His business partners in property development ventures included William W. Woodworth and Henry L. Atherton.

In 1889, he served as president of the Finance Committee for the proposed World's Fair in New York in 1892.

==Personal life==
On December 2, 1846, Babcock married Elizabeth Crary Franklin (1828–1881), a daughter of Richard L. Franklin and Evelina (née Crary) Franklin. Elizabeth's younger sister, Cornelia Fulton Franklin, was married to Samuel's younger brother, Charles Henry Phelps Babcock. Together, they were the parents of:

- Henry Denison Babcock (1847–1918), who married Anna Mary Woodward (1849–1923), a daughter of Robert Thomas Woodward.
- Evelena Franklin Babcock (1849–1908), who married lawyer William Palmer Dixon (1847–1926) in 1871. (Note: William Palmer Dixon (1847–1926) was the son of Courtlandt Palmer Dixon (1817–1883) and Hannah Elizabeth (née Williams) Dixon (1817–1888). He was a cousin of U.S. Representative and Senator Nathan F. Dixon III, a nephew of Nathan F. Dixon II, and a grandson of U.S. Senator Nathan Fellows Dixon. William's sister, Priscilla Palmer Dixon (1851–1924), married Thomas C. Sloane and James Lent Barclay.)
- Emily Franklin Babcock (1855–1925), who married banker Fordyce Dwight Barker (1847–1893), a son of Benjamin Fordyce Barker.
- Elizabeth Babcock (b. 1857)
- Frances Morris "Fanny" Babcock (1858–1940), who married Henry Alexander Murray, a grandson of Lt.-Col. Hon. Alexander Murray (son of John Murray, 4th Earl of Dunmore, a governor of the Province of New York).
- Maria Babcock (b. 1860)
- Parthenia Babcock (1863–1865), who died young.
- Kate Spaulding Babcock (1868–1923), who died unmarried.
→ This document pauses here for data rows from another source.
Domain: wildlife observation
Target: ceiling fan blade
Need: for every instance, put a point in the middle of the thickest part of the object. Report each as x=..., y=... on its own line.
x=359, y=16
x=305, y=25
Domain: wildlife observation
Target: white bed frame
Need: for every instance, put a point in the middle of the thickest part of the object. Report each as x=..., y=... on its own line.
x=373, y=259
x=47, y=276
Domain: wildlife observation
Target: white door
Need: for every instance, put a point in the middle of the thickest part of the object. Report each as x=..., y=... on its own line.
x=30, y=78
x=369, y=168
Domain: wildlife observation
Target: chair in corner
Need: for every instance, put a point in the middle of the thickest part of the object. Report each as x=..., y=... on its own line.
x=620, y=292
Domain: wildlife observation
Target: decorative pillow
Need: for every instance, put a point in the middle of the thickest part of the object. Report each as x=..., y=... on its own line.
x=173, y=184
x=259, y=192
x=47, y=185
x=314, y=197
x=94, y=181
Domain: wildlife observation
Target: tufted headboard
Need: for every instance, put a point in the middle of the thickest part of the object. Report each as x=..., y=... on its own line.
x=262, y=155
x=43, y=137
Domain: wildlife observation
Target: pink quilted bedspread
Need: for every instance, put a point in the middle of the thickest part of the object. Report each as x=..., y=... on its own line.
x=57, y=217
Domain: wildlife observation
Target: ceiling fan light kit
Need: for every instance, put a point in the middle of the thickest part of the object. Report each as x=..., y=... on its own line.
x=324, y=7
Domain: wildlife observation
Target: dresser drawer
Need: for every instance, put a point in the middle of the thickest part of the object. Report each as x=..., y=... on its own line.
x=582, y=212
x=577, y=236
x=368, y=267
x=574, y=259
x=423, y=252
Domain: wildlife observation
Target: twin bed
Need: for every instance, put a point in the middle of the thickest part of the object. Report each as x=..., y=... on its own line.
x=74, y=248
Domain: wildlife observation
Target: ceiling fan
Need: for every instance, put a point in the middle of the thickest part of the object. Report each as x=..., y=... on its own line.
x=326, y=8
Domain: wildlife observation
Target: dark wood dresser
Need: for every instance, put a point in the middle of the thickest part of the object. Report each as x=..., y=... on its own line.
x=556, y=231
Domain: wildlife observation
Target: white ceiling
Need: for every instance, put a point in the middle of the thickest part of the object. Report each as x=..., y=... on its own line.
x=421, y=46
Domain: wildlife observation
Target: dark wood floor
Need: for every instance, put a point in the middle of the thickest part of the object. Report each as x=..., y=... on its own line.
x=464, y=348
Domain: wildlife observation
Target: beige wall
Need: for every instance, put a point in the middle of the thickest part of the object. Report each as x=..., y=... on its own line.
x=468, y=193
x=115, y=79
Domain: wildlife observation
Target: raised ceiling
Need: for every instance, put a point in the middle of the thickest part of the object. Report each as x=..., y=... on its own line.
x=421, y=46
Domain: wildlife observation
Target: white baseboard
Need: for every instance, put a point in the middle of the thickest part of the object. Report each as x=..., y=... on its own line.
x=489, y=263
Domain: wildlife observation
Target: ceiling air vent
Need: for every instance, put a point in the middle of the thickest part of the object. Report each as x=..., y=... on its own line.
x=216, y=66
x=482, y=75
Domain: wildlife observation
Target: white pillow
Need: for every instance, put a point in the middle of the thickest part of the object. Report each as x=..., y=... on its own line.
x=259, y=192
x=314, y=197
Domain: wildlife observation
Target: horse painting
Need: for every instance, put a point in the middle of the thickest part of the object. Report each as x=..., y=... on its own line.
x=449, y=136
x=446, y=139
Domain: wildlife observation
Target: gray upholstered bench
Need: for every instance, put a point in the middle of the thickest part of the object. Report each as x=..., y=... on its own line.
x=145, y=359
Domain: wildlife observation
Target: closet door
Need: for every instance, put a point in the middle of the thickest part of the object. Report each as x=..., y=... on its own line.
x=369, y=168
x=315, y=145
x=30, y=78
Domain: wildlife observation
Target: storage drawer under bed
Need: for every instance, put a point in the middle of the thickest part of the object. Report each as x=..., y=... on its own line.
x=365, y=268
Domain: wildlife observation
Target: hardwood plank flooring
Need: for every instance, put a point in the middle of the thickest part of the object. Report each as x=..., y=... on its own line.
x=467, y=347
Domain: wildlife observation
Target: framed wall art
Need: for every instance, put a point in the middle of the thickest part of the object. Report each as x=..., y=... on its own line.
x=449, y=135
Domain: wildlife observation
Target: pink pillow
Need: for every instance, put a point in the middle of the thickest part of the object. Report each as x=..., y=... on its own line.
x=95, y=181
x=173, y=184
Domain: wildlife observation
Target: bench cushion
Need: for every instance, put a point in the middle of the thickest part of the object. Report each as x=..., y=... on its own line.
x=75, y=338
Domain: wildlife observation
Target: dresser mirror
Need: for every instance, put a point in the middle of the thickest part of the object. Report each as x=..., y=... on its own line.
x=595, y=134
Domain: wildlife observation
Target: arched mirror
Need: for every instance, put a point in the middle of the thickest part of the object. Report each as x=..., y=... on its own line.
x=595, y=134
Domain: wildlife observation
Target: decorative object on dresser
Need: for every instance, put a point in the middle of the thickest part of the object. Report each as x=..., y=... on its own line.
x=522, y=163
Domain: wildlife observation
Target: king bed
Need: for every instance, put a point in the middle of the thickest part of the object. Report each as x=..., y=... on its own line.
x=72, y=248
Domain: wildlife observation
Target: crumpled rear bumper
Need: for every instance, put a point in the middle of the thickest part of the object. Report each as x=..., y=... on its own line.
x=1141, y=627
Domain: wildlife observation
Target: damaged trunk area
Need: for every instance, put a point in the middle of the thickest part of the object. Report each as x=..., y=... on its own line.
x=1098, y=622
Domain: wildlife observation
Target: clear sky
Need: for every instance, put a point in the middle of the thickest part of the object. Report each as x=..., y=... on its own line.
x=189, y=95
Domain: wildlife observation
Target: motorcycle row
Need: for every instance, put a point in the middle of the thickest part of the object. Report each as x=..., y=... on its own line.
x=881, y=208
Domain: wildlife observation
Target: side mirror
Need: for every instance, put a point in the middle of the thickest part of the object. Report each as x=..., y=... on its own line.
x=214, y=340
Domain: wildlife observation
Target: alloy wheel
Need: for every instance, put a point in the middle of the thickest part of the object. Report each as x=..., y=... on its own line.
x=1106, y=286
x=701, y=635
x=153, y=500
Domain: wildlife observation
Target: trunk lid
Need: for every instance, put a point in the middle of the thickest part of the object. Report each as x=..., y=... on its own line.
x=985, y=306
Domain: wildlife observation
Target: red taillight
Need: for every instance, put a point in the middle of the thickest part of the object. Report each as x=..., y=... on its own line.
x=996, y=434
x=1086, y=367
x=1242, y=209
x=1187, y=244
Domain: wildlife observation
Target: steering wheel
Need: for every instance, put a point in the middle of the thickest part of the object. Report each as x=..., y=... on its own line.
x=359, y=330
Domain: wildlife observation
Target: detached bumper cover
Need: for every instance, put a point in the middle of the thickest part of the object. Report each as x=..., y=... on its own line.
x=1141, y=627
His New York City residence was at 636 Fifth Avenue, and he had a country residence, Hillside, in Riverdale-on-Hudson, New York.
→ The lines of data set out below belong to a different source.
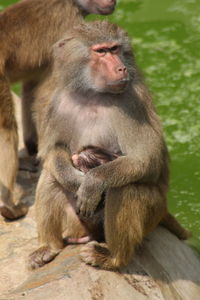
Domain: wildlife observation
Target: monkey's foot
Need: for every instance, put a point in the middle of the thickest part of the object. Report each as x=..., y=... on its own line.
x=41, y=256
x=96, y=255
x=15, y=212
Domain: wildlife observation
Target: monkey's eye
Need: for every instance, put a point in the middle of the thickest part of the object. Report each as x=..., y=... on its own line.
x=101, y=50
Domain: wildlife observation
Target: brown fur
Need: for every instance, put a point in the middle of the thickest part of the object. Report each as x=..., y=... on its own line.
x=84, y=109
x=28, y=29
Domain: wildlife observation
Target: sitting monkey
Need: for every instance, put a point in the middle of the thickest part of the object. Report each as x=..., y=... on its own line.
x=99, y=99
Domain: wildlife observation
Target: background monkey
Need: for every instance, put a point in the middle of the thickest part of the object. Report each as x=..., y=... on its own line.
x=101, y=101
x=28, y=29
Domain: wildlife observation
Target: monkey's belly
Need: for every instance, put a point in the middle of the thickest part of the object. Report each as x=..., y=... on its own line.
x=94, y=137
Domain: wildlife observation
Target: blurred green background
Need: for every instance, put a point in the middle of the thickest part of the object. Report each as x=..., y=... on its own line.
x=166, y=38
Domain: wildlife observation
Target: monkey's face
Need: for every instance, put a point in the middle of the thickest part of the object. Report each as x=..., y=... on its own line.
x=95, y=57
x=102, y=7
x=107, y=70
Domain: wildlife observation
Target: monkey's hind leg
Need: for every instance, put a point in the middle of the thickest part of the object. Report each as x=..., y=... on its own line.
x=8, y=155
x=49, y=216
x=130, y=213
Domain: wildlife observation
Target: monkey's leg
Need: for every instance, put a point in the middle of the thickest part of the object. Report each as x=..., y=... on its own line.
x=50, y=204
x=29, y=130
x=130, y=213
x=8, y=154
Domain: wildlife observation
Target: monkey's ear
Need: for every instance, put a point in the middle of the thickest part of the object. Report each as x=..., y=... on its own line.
x=59, y=46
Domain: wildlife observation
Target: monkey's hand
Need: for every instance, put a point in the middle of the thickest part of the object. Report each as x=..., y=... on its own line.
x=89, y=195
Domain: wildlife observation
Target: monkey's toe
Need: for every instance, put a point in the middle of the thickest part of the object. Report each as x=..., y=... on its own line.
x=40, y=257
x=15, y=212
x=88, y=253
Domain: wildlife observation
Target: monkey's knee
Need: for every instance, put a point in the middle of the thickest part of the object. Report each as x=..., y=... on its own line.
x=14, y=212
x=31, y=146
x=41, y=256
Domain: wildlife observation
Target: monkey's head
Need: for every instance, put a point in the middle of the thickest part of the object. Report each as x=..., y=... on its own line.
x=95, y=56
x=101, y=7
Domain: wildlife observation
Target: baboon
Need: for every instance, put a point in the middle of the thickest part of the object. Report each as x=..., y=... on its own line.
x=100, y=100
x=91, y=157
x=28, y=29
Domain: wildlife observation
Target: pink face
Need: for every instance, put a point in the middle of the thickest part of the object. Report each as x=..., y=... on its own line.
x=102, y=7
x=108, y=71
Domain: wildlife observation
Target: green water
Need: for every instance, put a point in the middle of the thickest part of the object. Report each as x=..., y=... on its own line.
x=166, y=39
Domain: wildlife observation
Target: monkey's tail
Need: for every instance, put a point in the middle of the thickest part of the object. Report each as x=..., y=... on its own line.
x=173, y=225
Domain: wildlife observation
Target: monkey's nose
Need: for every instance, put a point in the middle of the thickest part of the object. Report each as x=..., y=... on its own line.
x=122, y=70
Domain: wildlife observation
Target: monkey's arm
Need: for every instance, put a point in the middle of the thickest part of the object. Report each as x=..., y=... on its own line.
x=120, y=172
x=58, y=163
His wife died at their Riverdale residence, Hillside, on May 28, 1881. Babcock died on September 14, 1902, at the Livingstone Cottage, his long-time summer home in Lenox, Massachusetts. He was buried at Green-Wood Cemetery in Brooklyn.

===Descendants===
Through his son Henry, he was a grandfather of Alice Woodward Babcock (1877–1941), who married banker Henry Rogers Winthrop Jr. (1876–1958), son of Buchanan Winthrop, in 1905.

Through his daughter Evelena, he was the grandfather of Evelena Babcock Dixon (1873–1935), who married Eben Stevens, an 1892 Yale graduate who was the son of banker Alexander Henry Stevens.

Through his daughter Fanny, he was a grandfather of Virginia Murray (1890–1980) (who married U.S. Representative Robert L. Bacon, son of Secretary of State Robert Bacon), Henry Murray (1893–1988), the Harvard psychologist who developed a theory of personality called personology, and Dr. Cecil Dunmore Murray (1897–1935).